Published online by Cambridge University Press: 24 November 2009
Late in April 1953 Moshe Sharett (Israel's Foreign Minister), who was then in Argentina, received the following report from his personal secretary: a week previously a group of fourteen persons had been caught trying illegally to cross the Czechoslovakian border and make aliyah with the help of Mossad agents. While two of the group managed to escape, among the captives was a local employee of the Israeli Legation in Prague and a woman named Biskovska, the daughter-in-law of the Legation's shortwave radio operator, a local Jew. Four days later Biskovska appeared at the Legation and announced that she had been released by the police after promising to work for the Czech secret service. The Israelis decided to permit Biskovska to spend the night in the Legation, which had immediately been placed under open police surveillance. Now, however, she threatened to commit suicide unless offered help and the Israeli Foreign Ministry was requested to grant her temporary asylum in the Legation.
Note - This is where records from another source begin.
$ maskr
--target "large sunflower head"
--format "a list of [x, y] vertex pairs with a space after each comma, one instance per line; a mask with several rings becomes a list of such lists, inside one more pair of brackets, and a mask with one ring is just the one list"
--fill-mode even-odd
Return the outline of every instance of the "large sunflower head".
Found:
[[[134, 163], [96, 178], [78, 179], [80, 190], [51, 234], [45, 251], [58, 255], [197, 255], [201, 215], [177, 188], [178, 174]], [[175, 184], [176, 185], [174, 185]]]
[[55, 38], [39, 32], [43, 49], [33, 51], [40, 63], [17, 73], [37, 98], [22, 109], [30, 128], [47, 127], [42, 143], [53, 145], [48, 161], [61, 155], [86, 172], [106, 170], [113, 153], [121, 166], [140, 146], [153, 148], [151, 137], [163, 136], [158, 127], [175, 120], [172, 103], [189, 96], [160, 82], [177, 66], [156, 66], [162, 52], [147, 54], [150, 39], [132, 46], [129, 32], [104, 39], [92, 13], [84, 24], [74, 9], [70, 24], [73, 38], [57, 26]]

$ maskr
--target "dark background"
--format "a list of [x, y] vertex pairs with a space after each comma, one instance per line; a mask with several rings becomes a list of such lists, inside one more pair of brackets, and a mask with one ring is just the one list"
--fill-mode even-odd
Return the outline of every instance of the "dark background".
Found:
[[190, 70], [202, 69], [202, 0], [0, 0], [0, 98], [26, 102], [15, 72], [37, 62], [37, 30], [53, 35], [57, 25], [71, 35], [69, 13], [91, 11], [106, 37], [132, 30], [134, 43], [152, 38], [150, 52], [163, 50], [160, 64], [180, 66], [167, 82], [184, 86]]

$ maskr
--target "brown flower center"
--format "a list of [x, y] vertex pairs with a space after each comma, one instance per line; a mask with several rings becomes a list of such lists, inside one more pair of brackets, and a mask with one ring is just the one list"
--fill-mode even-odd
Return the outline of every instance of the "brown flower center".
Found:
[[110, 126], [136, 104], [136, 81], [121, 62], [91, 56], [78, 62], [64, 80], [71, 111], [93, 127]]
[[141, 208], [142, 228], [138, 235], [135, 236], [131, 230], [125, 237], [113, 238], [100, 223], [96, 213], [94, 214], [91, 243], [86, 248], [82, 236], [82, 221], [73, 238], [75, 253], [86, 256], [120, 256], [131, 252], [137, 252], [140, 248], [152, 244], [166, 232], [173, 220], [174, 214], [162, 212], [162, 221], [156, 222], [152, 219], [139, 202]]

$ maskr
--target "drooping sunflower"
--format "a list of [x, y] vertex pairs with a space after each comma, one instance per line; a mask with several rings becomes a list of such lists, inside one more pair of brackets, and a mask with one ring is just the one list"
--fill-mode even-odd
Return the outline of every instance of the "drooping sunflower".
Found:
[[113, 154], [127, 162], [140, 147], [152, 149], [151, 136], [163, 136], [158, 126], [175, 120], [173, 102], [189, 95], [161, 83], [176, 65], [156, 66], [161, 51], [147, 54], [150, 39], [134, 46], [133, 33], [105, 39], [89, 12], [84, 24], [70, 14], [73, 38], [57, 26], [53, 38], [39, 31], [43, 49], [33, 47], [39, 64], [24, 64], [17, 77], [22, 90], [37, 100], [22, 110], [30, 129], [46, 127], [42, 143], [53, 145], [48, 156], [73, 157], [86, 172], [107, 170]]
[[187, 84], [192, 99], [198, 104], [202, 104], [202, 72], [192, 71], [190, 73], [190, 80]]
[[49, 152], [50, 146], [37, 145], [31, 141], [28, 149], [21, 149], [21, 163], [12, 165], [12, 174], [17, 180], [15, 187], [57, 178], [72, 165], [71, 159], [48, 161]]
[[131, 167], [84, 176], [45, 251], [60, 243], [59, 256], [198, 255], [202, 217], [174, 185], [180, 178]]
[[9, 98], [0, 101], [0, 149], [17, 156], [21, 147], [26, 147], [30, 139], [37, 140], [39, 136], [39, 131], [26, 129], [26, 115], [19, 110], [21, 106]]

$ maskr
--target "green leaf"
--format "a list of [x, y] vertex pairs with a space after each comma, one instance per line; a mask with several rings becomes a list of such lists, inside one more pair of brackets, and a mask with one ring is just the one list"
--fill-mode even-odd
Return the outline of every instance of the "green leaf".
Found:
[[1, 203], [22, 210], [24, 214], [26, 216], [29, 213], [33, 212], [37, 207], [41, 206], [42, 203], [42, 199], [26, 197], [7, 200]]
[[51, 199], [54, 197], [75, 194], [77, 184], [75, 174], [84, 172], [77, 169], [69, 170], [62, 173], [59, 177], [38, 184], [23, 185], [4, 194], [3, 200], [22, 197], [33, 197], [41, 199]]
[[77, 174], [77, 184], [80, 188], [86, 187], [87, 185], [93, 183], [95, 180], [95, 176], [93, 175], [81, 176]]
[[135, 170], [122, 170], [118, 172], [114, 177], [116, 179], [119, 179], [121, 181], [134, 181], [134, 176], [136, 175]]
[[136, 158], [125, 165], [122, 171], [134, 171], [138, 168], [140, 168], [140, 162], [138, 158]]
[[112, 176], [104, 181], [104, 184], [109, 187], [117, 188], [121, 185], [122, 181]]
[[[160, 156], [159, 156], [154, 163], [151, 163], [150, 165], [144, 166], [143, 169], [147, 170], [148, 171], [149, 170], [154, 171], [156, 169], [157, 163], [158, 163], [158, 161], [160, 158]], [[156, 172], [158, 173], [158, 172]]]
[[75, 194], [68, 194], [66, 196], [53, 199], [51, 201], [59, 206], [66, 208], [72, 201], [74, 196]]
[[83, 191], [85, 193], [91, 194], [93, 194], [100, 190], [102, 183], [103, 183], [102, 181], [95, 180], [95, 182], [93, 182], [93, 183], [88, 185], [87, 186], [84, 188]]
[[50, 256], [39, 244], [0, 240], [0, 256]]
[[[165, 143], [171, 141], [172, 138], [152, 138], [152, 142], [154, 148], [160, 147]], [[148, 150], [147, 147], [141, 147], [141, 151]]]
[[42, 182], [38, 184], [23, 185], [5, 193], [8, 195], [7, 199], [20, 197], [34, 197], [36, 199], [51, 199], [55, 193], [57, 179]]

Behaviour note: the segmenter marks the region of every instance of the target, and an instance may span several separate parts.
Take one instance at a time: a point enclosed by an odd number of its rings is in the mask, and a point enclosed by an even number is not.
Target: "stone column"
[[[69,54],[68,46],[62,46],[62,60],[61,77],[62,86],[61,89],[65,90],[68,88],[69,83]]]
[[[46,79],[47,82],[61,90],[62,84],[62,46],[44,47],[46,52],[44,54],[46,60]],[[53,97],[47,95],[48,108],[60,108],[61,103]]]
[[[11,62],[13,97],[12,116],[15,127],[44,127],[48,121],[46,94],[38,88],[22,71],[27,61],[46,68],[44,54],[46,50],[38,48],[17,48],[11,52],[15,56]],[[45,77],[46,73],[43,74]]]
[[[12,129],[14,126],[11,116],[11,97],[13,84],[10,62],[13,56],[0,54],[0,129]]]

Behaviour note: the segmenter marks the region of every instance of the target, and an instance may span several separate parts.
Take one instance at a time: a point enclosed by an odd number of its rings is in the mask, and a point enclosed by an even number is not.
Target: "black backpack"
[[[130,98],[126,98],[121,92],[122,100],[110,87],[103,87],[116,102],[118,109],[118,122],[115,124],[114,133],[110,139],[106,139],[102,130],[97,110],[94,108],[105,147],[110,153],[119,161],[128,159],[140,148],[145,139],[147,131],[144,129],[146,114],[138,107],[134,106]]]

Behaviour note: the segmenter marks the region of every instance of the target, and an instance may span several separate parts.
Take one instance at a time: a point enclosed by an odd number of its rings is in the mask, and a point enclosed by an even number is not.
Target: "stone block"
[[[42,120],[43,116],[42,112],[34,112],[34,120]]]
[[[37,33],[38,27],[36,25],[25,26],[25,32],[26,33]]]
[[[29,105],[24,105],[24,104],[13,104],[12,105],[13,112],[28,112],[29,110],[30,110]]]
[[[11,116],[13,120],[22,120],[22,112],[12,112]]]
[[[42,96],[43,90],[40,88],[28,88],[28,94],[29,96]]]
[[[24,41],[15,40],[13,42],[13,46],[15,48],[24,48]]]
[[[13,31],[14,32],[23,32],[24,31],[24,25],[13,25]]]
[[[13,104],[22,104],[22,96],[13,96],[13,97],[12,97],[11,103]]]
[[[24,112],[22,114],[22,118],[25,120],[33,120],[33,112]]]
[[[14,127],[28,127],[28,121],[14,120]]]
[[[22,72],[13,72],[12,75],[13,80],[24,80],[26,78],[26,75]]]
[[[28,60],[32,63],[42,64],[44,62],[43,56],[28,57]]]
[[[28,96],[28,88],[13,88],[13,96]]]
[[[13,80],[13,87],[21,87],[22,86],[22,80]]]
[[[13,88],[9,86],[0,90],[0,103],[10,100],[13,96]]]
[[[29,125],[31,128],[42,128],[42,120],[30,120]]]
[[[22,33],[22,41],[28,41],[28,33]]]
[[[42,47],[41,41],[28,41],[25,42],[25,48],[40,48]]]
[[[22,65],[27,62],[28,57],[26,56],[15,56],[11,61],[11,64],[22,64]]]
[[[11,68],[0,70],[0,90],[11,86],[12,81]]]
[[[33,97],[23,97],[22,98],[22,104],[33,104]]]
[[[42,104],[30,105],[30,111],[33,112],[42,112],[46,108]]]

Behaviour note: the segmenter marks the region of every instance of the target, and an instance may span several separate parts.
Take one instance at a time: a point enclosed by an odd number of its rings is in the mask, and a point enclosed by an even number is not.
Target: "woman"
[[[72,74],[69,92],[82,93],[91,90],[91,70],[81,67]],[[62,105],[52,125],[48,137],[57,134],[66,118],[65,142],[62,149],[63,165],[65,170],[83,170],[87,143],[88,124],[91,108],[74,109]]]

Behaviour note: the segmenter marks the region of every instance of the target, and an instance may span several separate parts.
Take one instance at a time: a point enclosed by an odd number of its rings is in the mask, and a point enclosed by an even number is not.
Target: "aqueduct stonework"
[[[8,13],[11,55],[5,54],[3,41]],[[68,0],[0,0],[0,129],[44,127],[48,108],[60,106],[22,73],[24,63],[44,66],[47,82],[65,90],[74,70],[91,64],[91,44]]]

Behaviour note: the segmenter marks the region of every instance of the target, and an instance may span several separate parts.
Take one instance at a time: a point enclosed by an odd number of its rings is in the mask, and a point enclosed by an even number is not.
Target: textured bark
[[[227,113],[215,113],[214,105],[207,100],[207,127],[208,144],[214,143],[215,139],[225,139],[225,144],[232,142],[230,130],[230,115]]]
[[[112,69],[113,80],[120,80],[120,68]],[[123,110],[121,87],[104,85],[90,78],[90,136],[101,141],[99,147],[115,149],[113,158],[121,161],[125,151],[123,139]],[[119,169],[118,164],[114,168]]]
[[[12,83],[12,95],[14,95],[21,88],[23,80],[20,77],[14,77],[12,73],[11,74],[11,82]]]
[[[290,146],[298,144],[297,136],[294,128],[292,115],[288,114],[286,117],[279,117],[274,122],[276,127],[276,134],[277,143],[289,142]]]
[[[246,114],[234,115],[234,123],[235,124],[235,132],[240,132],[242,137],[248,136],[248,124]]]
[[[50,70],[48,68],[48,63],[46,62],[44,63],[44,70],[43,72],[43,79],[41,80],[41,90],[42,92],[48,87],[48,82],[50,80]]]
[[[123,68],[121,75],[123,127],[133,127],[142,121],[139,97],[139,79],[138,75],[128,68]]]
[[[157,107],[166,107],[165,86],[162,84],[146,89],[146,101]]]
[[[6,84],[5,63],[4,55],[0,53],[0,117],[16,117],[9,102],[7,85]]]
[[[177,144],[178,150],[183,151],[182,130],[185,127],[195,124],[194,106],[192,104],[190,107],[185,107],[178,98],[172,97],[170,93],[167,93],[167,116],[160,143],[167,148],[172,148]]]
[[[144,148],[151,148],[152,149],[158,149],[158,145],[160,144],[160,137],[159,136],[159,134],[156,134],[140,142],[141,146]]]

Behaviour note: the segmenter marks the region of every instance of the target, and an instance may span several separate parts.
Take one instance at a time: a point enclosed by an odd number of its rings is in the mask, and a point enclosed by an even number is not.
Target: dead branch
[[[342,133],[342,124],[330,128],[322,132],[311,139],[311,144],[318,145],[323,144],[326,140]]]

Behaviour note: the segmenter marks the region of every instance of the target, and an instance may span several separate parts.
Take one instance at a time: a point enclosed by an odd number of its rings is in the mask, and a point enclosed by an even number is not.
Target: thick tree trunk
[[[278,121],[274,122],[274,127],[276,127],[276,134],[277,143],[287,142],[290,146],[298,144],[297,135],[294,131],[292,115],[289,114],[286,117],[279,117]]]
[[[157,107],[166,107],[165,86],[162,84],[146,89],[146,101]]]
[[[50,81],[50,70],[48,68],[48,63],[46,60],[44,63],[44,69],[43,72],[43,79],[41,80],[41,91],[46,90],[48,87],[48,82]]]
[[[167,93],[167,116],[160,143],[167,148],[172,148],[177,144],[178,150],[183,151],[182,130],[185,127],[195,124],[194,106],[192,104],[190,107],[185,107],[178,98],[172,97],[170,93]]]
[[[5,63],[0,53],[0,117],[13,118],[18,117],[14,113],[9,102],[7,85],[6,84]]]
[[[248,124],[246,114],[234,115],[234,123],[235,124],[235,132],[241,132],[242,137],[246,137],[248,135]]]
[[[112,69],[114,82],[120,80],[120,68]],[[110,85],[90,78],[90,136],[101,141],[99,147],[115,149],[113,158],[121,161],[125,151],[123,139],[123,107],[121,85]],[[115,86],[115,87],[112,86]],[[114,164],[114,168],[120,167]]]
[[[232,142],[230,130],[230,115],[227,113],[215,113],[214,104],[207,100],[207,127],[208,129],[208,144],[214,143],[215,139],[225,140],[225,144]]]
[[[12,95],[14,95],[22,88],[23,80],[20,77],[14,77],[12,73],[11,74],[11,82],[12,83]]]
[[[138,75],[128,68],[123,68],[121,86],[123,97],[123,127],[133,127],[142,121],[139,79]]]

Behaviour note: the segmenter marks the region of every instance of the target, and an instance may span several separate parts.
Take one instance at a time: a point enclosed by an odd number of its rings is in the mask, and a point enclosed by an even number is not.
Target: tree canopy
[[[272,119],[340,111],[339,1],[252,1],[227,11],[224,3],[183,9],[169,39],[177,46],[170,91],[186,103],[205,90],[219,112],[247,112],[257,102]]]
In Israel, the heads of the Foreign Ministry decided that they could not accede to the request. Legally, they pointed out, asylum could not be granted to local citizens against whom criminal prosecution was pending; the Czechs could easily evict the Israelis from the building in which the woman was hiding. In addition, the political and diplomatic repercussions had to be considered. The incident, it was feared, might lead to a break in relations between Israel and Czechoslovakia, especially since several of the Legation's employees were involved.